The bankruptcy code provides that if a debtor acquires or becomes entitled to inherit property within 180 days after filing a bankruptcy, the right to that inheritance belongs to the bankruptcy trustee. So if a person dies during that time, and the debtor is the beneficiary of the will or life insurance, the debtor is obligated to turnover these funds.

In a recent case, Judge Paul Hyman in the Southern District of Florida addressed the issue of an elective share. In Re Miller, Case No 09-19821, adv No 10-3152., 441 BR 154 The debtor’s husband died on March 6, 2009. Debtor filed bankruptcy on May 14, 2009. The husband had an IRA in which the children were the beneficiaries. So the debtor apparently had no right to these funds. But actually, the debtor had a right to claim an elective share of 30% of her husband’s assets. The debtor did not assert the election until 350 days after the petition was filed.
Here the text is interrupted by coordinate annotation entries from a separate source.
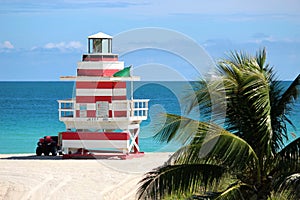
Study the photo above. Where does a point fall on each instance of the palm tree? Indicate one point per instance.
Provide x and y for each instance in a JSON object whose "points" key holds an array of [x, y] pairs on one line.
{"points": [[250, 157]]}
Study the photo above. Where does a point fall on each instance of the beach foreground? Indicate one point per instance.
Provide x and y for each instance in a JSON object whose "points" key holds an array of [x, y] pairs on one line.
{"points": [[23, 176]]}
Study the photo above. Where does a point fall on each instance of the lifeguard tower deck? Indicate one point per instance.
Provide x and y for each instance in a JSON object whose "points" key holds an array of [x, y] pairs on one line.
{"points": [[101, 120]]}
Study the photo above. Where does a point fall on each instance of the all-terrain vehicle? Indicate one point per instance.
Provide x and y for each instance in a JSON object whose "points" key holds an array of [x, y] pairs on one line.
{"points": [[47, 145]]}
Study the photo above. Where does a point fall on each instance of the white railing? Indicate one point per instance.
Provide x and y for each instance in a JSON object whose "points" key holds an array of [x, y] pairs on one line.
{"points": [[134, 109], [66, 108]]}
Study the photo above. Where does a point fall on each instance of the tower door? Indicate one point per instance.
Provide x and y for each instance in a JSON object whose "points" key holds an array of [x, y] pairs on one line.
{"points": [[102, 109]]}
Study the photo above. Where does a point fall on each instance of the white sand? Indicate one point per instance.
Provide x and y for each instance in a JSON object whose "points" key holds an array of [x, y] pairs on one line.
{"points": [[25, 177]]}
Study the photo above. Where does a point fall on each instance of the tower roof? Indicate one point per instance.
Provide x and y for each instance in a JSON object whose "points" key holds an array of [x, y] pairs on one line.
{"points": [[100, 35]]}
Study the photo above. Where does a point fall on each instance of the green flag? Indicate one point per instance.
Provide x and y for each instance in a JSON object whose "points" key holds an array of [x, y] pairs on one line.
{"points": [[123, 73]]}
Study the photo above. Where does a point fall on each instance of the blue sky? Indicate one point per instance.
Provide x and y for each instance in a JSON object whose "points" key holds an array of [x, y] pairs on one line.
{"points": [[42, 40]]}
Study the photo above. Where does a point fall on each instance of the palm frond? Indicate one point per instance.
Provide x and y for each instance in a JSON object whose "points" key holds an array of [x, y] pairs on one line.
{"points": [[291, 186], [220, 147], [288, 159], [237, 191], [178, 179]]}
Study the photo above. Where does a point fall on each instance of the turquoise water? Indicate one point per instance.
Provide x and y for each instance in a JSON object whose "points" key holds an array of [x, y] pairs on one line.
{"points": [[29, 110]]}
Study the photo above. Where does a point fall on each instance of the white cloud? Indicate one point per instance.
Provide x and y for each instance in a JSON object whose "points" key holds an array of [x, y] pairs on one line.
{"points": [[6, 45], [63, 46]]}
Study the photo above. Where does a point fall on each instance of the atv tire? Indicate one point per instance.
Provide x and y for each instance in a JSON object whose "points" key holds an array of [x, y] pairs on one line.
{"points": [[54, 151], [38, 151]]}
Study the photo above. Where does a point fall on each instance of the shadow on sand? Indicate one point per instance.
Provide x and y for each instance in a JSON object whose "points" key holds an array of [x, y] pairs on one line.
{"points": [[31, 157]]}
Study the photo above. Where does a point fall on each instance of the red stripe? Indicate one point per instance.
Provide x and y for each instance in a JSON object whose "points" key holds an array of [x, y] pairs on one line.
{"points": [[92, 113], [100, 85], [100, 59], [96, 72], [95, 136], [94, 99], [120, 113], [89, 113]]}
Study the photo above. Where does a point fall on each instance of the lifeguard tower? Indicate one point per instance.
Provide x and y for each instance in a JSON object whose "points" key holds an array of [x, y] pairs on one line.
{"points": [[102, 118]]}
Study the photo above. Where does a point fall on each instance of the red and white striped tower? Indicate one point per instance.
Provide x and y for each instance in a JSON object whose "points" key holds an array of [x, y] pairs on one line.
{"points": [[101, 117]]}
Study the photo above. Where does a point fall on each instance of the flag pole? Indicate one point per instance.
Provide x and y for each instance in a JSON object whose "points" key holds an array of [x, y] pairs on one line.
{"points": [[131, 76]]}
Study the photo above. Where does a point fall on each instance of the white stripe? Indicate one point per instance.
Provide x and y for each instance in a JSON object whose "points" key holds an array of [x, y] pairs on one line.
{"points": [[88, 144], [101, 65], [101, 92], [105, 78], [116, 105]]}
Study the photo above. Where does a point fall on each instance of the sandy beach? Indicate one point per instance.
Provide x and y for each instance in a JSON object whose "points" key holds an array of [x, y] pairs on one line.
{"points": [[24, 176]]}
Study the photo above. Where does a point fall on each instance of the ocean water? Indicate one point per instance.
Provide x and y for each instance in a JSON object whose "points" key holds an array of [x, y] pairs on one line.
{"points": [[29, 110]]}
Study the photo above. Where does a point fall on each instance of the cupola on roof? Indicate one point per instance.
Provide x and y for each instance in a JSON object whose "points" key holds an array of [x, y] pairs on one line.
{"points": [[100, 35]]}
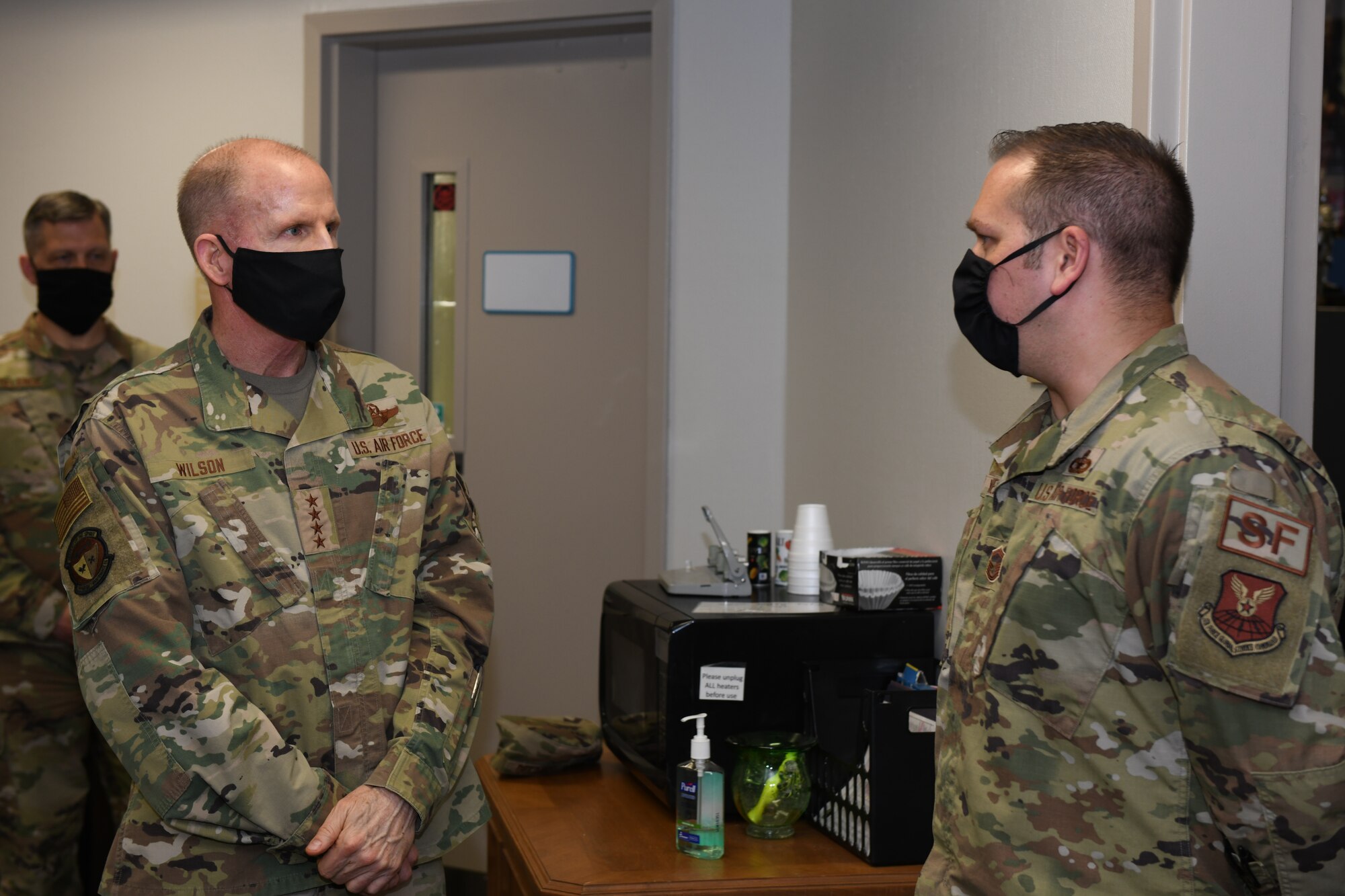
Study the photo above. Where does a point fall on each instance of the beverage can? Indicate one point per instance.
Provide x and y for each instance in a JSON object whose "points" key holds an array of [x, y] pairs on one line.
{"points": [[759, 556], [781, 560]]}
The trustee, Michael Bakst, claimed that the funds had to be turned over. trustee.

Judge Hyman held that the elective share is a personal right of the debtor and was not property of the estate. The personal right was not a property right. (Consider the likelihood of a different result if the debtor had been a beneficiary of a will and filed a disclaimer in the probate case).

As a Fort Lauderdale bankruptcy attorney, probate issues at times must be considered to properly represent my client.